10- Rojava konusu: PKK, Rojava resmi olarak Türkiye tarafından tanınsın, demiş. Türkiye ise Mazlum Kobani görevden alınsın, demiş. Yeni bir isim önerisi var, fakat yıpratmamak için isim açıklanmadı. Rojava Kürtleri ya Türkiye’ye bağlı Özgür Suriye Ordusu (ÖSO) ile bir araya gelecek ve Türkiye’nin denetimine girecekler. Eğer kabul etmezlerse, Türkiye garantör olacak, Suriye ordusuna katılacaklar. Amaç, Rojava’nın ABD denetiminden kurtarılması… 
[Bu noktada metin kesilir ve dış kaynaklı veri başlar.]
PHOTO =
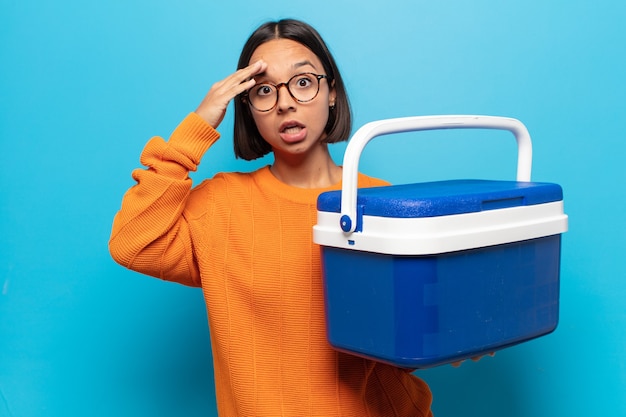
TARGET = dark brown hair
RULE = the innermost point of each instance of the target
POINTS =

"Madde numaraları bana ait. Konuşmacı önündeki kağıda bakarak, bazı maddeler için 'bunu şimdilik söylemeyeyim' gibi ifadeler de kullandı.”  - Taner Akçam

Akçam’ın yazısı, merak edilen tüm detaylarla bu olası anlaşmanın perde arkasını gözler önüne seriyor.
Bu iddialar üzerine daha çok konuşacağız, bir sonraki yazımda daha geniş bir şekilde yorumlayacağım.